The bestselling author of the phenomenally successful essential entrepreneur handbook The E-Myth Revisited presents the next big step in entreprenuerial management and leadership
In this practical, real-world program that can be implemented real-time into any business, Michael E. Gerber begins by explaining why the entrepreneur is so critical to the success of any enterprise, no matter how small or large it may be, and why the mindset of an entrepreneur is so integral to the operating reality of the organization. He then covers seven essential skills: leadership, marketing, money, management, lead conversion, lead generation, and client fulfillment.
E-Myth Mastery shows readers the difference between being an entrepreneur and doing a job, and teaches them how to get money when banks won’t help, how to expand their customer bases when big business moves in down the street, and how to make sure their businesses keep their promises every single time.

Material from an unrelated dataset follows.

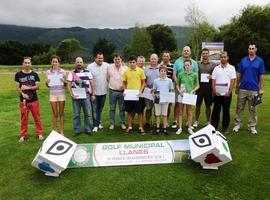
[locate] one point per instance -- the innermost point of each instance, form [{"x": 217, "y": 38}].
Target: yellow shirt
[{"x": 133, "y": 77}]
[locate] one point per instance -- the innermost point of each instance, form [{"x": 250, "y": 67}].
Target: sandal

Small business guru and best-selling author Gerber is an enthusiastic champion of small business owners, and his constant cheering underlies this latest attempt to provide a comprehensive plan for entrepreneurial success. The key messages here are similar to those of his previous books (The E-Myth Revisited, etc.): that "knowing how to do the work of a business has nothing to do with building a business that works"; that entrepreneurs learn their skills through practice, practice, practice; and that anyone willing to adopt that same kind of discipline can be successful too. These principles are sound and practical, but Gerber's articulation of them is often cloying. His book relies heavily on Platonic dialogues with his 'student' Sarah, the ever misty-eyed owner of a business called All About Pies. But the quasi-romantic tenor of their conversations is irritating. Equally distracting is Gerber's impassioned mid-book confession detailing how even as he was succeeding as a small business guru, he was being sued for fraud, teetering on the brink of bankruptcy and seriously not in control of his own far-from-excellent small company. While this confession lends credibility to his knowledge-he has personally been to the brink of small business failure and back-it may plant seeds of doubt within skeptical readers. But, ultimately, those who overlook this skepticism and plow through the soul-searching assignments that make up the first 66 pages of the book will be rewarded. For Gerber's volume provides a wealth of practical guidelines, charts, forms (available online) and instructions on how to run, improve and manage a business of any size. And, by the end, readers will feel as though they've been given a full course of one-on-one coaching sessions with Gerber. For all its flaws, this is a book with a business plan that anyone could implement...and should want to.